Data Science Manager
Capri Global Capital
08/2022 - 03/2023
- Lead a team to develop a credit risk analysis system utilizing models such as GBM, Random Forest Classifier (RFC), and Neural Networks with TensorFlow, enabling accurate risk identification and streamlining the process pipeline.
- Contributed to automating document verification by implementing text and photo matching using DeepFace and OCR models in TensorFlow.
Senior Data Scientist
Fresh Gravity
08/2021 - 08/2022
- Collaborated on clinical data extraction and conducted various statistical analyses, including Null Detection and Anomaly Detection, to define exclusion criteria using Scala.
- Collaborated on the Medical Overdose project, performing side-effect detection by extracting data through NER (Named Entity Recognition) using Spacy and BERT models.
- Tracked user actions and website usage activities to identify and suggest prospective clients for the business, increasing retention rate by 40% using Pandas, PyTorch.
Data Scientist
Vidooly Media
07/2018 - 08/2021
- Part of the core analytics and models team handling comprehensive content analysis including Brand Safety (NSFW Prevention, Violence, Adult Scene prevention in meta and Video), Sentiment Analysis of comments, and Demography impact assessment.
- Developed and deployed content safety models using RESNET, DenseNet, and LSTM for video thumbnail and metadata analysis, potentially saving approximately $5M-12M in brand safety violations.
- Co-operated in a custom category prediction model based on video text details for different social media platforms using LSTM in PyTorch.
- Accomplished tag generation and tag suggestions using Keyword Matching, increasing content viewership by 20% using NER detection, RAKE, TestRank, Noun Chunking, Knowledge Graph, etc.
- Worked on a weapon identification model using YOLO, RetinaNet for enhanced content safety.
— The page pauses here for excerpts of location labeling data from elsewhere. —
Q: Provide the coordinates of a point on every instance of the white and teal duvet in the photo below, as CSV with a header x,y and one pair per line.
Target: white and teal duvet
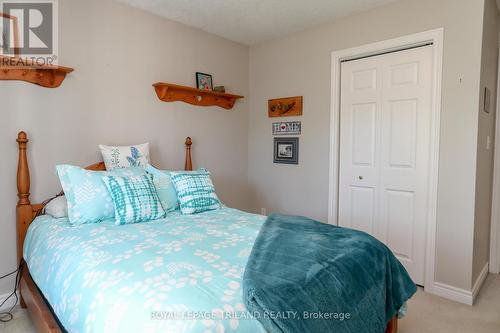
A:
x,y
179,274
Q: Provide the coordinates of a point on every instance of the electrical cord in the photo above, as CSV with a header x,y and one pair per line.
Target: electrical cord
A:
x,y
7,315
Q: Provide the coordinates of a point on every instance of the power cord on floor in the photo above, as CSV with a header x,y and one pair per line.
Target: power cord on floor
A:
x,y
7,315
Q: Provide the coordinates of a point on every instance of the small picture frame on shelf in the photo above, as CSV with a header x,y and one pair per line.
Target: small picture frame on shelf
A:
x,y
286,150
204,81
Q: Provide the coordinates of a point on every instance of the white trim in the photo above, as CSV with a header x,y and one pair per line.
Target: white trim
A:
x,y
462,295
479,281
9,304
495,205
436,38
453,293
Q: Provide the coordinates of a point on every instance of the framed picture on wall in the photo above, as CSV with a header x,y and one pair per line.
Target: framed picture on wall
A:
x,y
286,150
204,81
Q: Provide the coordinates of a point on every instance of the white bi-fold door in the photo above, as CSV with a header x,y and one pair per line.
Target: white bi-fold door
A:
x,y
385,123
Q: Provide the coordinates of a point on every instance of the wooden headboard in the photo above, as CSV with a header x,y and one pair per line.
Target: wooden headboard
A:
x,y
26,211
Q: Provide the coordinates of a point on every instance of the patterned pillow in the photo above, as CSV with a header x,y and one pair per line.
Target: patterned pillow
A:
x,y
135,199
87,195
57,207
164,187
116,157
195,191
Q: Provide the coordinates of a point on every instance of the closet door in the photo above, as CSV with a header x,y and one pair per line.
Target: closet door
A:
x,y
384,151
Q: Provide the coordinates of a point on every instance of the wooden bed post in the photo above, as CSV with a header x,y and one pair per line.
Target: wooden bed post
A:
x,y
188,165
24,210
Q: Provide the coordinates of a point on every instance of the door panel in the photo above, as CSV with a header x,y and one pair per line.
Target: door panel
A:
x,y
384,151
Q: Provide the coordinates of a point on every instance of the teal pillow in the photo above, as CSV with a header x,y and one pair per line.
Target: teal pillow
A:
x,y
87,195
195,191
164,187
135,198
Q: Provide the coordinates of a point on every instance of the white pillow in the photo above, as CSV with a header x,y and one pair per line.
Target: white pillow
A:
x,y
57,207
125,156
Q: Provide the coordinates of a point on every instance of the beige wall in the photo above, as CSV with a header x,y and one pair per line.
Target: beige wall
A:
x,y
118,52
300,65
486,126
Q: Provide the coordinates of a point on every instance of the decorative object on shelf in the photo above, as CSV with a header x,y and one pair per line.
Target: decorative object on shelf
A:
x,y
287,128
168,92
487,99
24,69
204,81
286,150
285,107
19,69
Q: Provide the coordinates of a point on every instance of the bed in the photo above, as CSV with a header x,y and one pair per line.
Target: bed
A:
x,y
167,275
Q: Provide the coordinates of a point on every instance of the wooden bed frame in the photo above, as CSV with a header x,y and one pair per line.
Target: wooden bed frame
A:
x,y
40,311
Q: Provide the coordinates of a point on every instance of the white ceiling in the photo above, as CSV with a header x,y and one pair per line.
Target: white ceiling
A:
x,y
254,21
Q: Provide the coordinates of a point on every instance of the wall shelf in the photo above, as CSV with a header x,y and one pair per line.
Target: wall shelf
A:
x,y
168,92
25,70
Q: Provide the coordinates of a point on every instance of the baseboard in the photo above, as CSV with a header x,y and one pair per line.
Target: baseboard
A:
x,y
453,293
479,281
9,304
461,295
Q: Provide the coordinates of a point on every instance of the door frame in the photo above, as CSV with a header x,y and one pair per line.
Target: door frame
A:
x,y
397,44
495,205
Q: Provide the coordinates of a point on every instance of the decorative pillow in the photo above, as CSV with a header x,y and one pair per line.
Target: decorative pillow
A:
x,y
57,207
135,199
87,195
195,191
164,187
116,157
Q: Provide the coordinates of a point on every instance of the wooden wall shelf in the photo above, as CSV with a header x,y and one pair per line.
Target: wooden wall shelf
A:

- Built a model to predict the tentative ad and organic views ratio of a YouTube video using GBM, SVC for better monetization strategies.
Education
Bachelor of Technology
Jaypee University of Engineering and Technology
08/2014 - 05/2018
Skills
Technologies
- Data Science
- NLP
- Computer Vision
- Neural Network
- Recommender System
- Machine Learning
- Big Data
- Statistical Analysis
- Clustering
- Regression
- Gen AI
Language and Tools
- Python
- SQL
- C++
- GCP
- AWS
- AWS Sagemaker
- Auto ML
- Airflow
Algorithms
- RoBERTa
- T5
- GPT
- RESNET
- CNN
- LSTM
- SVM
- LM
- Random Forest
- BERT
- XGB
- ALS
Libraries
- Tensorflow
- PyTorch
- HuggingFace
- LangChain
- Stable Diffusion
- Scikit-Learn
- PySpark
- Pandas
- NLTK
- MatplotLib
- Spacy
- Scrapy
Projects
Website Answering Bot
- Developed a bot that answers user queries by extracting data from specified URLs.
- Bot provides responses along with citations referencing the source documents. Built using OpenAI, RAG, Chroma, and LangChain.
Multi-Lingual Sentiment Classification
- Detected sentiments for comments over 100+ languages using BERT, XLM models trained only on English comments in PyTorch.
Jigsaw Toxicity Classification
- Performed Toxicity Classification based on race, gender, disability discrimination, and abusive language using FastText Embedding over Bi-directional LSTM in PyTorch.
Question Paraphraser
- Focused on paraphrasing questions into multiple questions using T5 Model trained on the Quora question pair dataset in TensorFlow.
Emotion Based Counselor Bot
- Created an AI-based Chat Bot mimicking human characteristics and emotion interpretation skills.
- Generated responses based on the user's emotional engagement.